1
Tea leaves wilted in sunlight are shaken and bruised so that the edges redden and veins turn transparent. A man at a counter eats boiled silkworms and coughs; a woman stops speaking and stares at the constellation Perseus. Once, a merchant smashed a black raku bowl when it failed to please a teamaster, but, glued back together, the black shards had the texture of mulberry leaves. You pass someone bowing talking on the telephone, and the shock is an incandescent quark leaving a spiraling track in the mind: you sense how, in a field guide, it is impossible to know the growth arc of a mushroom, but stumble upon shelves of oysters growing out of dead aspens and see how nothing in this world is yet yours.
2
True or false: termites release methane and add to the greenhouse effect; the skin of a blowfish is lethal; crosses along roads in Mexico mark vehicular deaths; the earth is flat; oysters at full moon contain hepatitis; no one has ever seen a neutrino; butterflies dream; the fins of a blowfish are always edible; oolong means black dragon, but oo means crow and long means dragon; he loved the curves of her body; the sun revolves around the earth; caffeine stimulates the central nervous system; light is a wave; the mind is composed of brightest bright and darkest dark; context is crucial; pfennigs, xu, qindarka, centimes, stotinki, qursh are coins; the raw liver of a tiger blowfish caught at winter solstice is a delicacy; I have a knife inscribed with the names of forty-eight fish.
3
You sift curtains of red light shimmering in the November sky, sift the mind of a roofer mopping hot tar. Walking down a hallway, you stop and sift the brains in a glass bowl, sift the tag dangling from the wrist of a corpse, sift the folded wings of a sparrow. You feel the prevailing notions of the season are green-stained lactarius prevailing in the mountains for three days and an hour. You have to reject ideas of disjunction and collage, reject advice, praise. Then you might look at a Song dynasty map of Hangzhou and see the configuration of ion channels in the brain. You might look at an aboriginal sandpainting and see a cosmology of grief. You might look at the swaying motion of a branch and feel what it is to be a burned and shriveled leaf clinging to death.
4
I stare into a black bowl and smell whisked green tea, see a flap of tails and orange koi surging in a stream. Sunlight is dropping down through tallest pines; I stop on a bridge, and water passes underneath and through me.

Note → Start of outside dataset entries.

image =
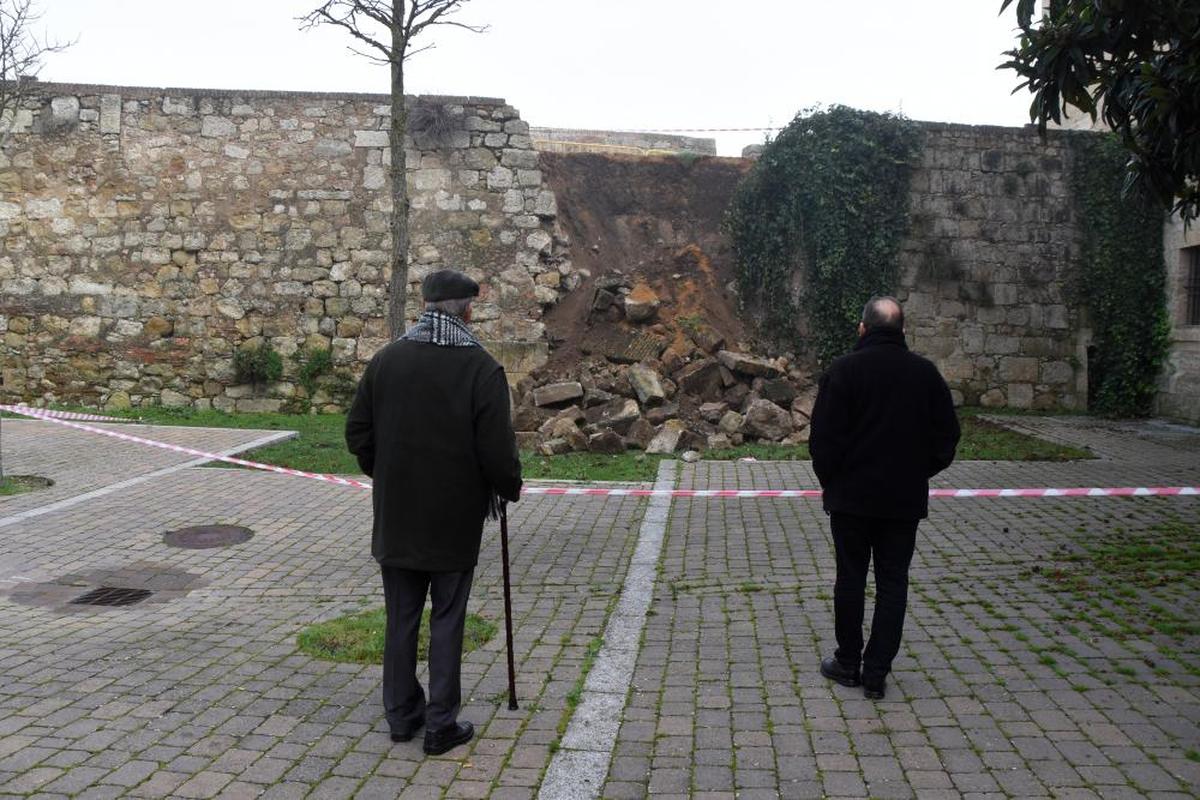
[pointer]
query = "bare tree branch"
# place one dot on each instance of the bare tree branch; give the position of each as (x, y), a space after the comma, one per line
(21, 58)
(403, 20)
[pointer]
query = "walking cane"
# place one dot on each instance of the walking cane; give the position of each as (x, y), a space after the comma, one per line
(508, 603)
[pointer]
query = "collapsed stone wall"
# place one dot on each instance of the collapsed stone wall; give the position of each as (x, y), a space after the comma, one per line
(147, 234)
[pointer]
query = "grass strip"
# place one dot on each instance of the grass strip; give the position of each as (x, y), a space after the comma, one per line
(359, 638)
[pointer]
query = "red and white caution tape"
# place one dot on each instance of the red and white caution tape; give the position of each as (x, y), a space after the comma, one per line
(37, 414)
(619, 492)
(1075, 492)
(45, 413)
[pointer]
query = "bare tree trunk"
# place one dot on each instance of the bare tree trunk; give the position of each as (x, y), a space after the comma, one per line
(397, 289)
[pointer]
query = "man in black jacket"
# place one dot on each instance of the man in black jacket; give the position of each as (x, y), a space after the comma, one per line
(883, 423)
(430, 425)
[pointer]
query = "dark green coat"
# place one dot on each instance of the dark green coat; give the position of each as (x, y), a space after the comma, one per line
(431, 426)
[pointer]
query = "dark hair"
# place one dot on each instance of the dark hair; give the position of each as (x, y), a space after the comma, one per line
(883, 313)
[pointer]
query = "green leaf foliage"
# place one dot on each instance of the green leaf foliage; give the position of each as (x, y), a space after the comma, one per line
(312, 364)
(1135, 65)
(257, 365)
(1122, 280)
(827, 203)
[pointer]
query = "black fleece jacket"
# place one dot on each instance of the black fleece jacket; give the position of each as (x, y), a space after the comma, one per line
(431, 426)
(883, 423)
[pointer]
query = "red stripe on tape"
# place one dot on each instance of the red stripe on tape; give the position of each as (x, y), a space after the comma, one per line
(593, 491)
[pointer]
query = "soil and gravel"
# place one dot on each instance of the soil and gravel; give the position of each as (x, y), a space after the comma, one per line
(648, 350)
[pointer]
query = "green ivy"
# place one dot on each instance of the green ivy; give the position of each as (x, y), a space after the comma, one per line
(1122, 280)
(828, 198)
(312, 364)
(257, 365)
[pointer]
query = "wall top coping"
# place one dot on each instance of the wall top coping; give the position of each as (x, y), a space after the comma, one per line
(149, 92)
(963, 127)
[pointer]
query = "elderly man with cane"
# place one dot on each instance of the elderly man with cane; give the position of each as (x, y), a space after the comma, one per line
(431, 426)
(883, 423)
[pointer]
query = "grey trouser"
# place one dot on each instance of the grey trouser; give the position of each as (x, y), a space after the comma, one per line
(403, 699)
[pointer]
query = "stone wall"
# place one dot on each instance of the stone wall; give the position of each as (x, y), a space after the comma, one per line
(145, 234)
(987, 270)
(1179, 395)
(628, 142)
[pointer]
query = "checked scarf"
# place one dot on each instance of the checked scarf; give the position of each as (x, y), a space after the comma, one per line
(442, 329)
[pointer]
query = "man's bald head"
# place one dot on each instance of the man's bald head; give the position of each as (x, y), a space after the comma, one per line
(882, 313)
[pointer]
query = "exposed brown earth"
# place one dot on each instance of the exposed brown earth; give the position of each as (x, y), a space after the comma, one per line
(648, 350)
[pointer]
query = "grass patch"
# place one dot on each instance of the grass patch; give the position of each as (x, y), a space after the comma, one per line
(318, 447)
(629, 467)
(985, 440)
(1140, 581)
(321, 446)
(359, 638)
(21, 483)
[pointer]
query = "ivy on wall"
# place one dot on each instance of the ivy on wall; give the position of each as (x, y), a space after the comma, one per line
(828, 198)
(1122, 280)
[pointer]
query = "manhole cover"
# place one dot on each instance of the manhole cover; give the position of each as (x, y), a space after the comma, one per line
(199, 537)
(112, 596)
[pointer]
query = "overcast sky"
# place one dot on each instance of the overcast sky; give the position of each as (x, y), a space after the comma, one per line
(600, 64)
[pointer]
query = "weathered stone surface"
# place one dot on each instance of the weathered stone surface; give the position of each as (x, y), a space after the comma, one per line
(527, 417)
(803, 403)
(701, 379)
(606, 441)
(223, 221)
(778, 391)
(693, 441)
(641, 305)
(748, 365)
(666, 440)
(555, 394)
(719, 441)
(706, 338)
(731, 422)
(765, 420)
(617, 414)
(640, 433)
(118, 401)
(660, 414)
(647, 384)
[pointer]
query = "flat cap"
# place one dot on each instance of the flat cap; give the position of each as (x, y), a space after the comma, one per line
(448, 284)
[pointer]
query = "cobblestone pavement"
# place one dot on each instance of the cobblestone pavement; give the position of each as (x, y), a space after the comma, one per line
(1018, 677)
(199, 691)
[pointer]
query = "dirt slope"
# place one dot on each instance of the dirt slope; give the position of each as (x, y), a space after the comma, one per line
(654, 224)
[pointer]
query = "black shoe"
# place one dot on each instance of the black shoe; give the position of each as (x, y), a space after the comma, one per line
(407, 732)
(837, 672)
(439, 741)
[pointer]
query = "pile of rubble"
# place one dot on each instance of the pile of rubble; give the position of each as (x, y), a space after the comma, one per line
(663, 396)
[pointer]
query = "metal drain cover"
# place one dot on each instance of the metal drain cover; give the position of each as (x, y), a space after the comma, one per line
(201, 537)
(112, 596)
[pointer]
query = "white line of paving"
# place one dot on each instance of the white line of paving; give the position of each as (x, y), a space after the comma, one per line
(579, 769)
(271, 438)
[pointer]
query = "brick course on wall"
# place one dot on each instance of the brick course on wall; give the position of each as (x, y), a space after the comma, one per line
(147, 234)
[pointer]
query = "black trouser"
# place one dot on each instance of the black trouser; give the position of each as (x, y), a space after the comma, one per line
(892, 541)
(403, 699)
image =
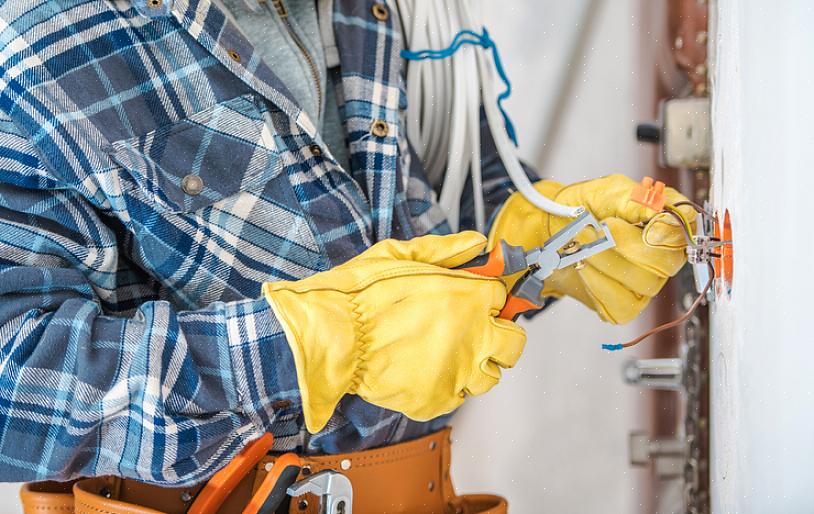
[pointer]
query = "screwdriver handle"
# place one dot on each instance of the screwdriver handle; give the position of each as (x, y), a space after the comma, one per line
(504, 259)
(524, 296)
(272, 491)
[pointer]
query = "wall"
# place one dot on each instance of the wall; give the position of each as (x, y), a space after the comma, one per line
(552, 436)
(763, 421)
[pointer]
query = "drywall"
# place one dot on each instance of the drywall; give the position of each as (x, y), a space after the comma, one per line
(552, 436)
(762, 343)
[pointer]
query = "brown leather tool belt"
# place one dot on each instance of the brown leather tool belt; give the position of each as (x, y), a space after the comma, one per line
(406, 478)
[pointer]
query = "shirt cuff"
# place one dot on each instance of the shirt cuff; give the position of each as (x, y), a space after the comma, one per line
(262, 364)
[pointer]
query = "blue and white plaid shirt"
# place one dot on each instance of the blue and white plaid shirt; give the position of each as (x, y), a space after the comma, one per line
(154, 172)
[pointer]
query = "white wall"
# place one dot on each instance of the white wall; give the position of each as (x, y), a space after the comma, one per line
(762, 345)
(552, 436)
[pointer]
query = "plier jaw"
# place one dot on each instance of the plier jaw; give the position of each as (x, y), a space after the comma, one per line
(560, 251)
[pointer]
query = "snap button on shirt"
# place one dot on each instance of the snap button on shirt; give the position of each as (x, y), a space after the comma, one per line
(192, 185)
(380, 11)
(379, 128)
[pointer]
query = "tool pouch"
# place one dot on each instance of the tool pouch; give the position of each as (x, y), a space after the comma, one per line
(406, 478)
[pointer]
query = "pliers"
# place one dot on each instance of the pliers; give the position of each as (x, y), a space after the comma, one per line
(278, 487)
(558, 252)
(269, 497)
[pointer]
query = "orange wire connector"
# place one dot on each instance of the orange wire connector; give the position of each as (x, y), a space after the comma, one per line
(649, 193)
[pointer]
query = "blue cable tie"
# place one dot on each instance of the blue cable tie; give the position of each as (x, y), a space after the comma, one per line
(469, 37)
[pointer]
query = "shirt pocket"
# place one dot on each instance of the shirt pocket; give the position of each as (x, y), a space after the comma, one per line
(203, 159)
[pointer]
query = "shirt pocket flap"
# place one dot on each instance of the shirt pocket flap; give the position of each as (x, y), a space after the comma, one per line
(200, 160)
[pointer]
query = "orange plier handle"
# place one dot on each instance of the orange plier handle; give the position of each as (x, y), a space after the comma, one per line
(503, 260)
(271, 493)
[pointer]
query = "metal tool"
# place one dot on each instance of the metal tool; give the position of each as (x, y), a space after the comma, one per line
(558, 252)
(333, 488)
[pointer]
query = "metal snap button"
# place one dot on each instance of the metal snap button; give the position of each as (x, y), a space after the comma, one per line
(192, 185)
(380, 11)
(379, 128)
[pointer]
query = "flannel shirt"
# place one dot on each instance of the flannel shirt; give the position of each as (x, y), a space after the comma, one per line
(154, 172)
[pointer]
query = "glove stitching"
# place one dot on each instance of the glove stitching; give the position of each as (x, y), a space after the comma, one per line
(364, 339)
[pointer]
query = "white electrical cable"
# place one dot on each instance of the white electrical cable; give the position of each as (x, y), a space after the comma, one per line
(444, 98)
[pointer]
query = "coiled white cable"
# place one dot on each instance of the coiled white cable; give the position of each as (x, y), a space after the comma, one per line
(444, 99)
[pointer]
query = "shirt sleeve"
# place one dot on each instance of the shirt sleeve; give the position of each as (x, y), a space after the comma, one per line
(91, 386)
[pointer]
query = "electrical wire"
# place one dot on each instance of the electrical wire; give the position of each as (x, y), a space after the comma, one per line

As a potter has a premonition of death when he avoids using a red glaze on a square dish, we come to know the form and pressure of an emotion when it's gone: a soliloquy of despair ends as a rope burn in the hands, and pleasure flares into a gold chrysanthemum. Is the spinning spinless when nothing is yours? The mind slows to a green-flecked swirl; I touch contours of the black shards. Before sunrise, a man is cutting all the morning glories blooming in the garden and places one in a jar in a tearoom.
5
They smuggled his corpse into the city in a pile of rotting abalone; "Very famous": they all nodded; he knew the daphne was a forbidden flower; "Twerp," a restaurant inspector muttered and placed a C in the window; they slurped noodles and read comic books; he spits off the subway platform; the slightest noise so disturbed him he had a soundproof room built: white walls, white floor; she kept feeling a snail on her neck; for tea ceremony, he cut three gentians and threw them into an Acoma pot; she buried the placenta in the cornfield; a hunter discovers a honey mushroom larger than a blue whale; what opens and closes, closes and opens? she took his breath away; he dips his brush and writes the character "flower" incorporating the character "mind"; a flayed elephant skin; she stir-fries tea leaves in a wok.
6
Red poppies are blooming along a wall; I look at green and underlying blue paint peeling off a bench: you rummage in a shed and find a spindle, notice the oil of hands has accumulated on the shaft. In the rippling shadows, the shimmer of water. I see yellow iris in a vase on the kitchen table and smell lightning; commuters at the World Trade Center may descend escalators to subways: it is always 5:05; Su-wei brought him five thousand yellow pills and said if he swallowed twelve each day it would restore his hair, but is this a form of sipping sake steeped in a jar full of vipers? You see footprints under water in a rice paddy and on the water's surface, clouds; Altair and Vega spin in longing: the sun dips below the horizon in a watery gold.
7
The mycelium of a honey mushroom glows in the dark. What does a yellow Man On Horseback know of winter and spring? A farmer pushes his fist into clay and forms a bowl. You have the feeling the world will continue as long as two aborigines clack boomerangs and chant? A woman has the watery shine of a sapphire and becomes yellow lightning. She has a dream that resembles a geode: if we could open it we might recover the hue of the first world. The light through a pressed octopus cup has a rippling texture resembling a cool undulating shadow over skin. In the dark, you feel the precession and nutation of an emotion is a star: Sirius, Arcturus, Capella, Procyon, Aldebaran: shadows of mosquitoes are moving along a rice paper screen.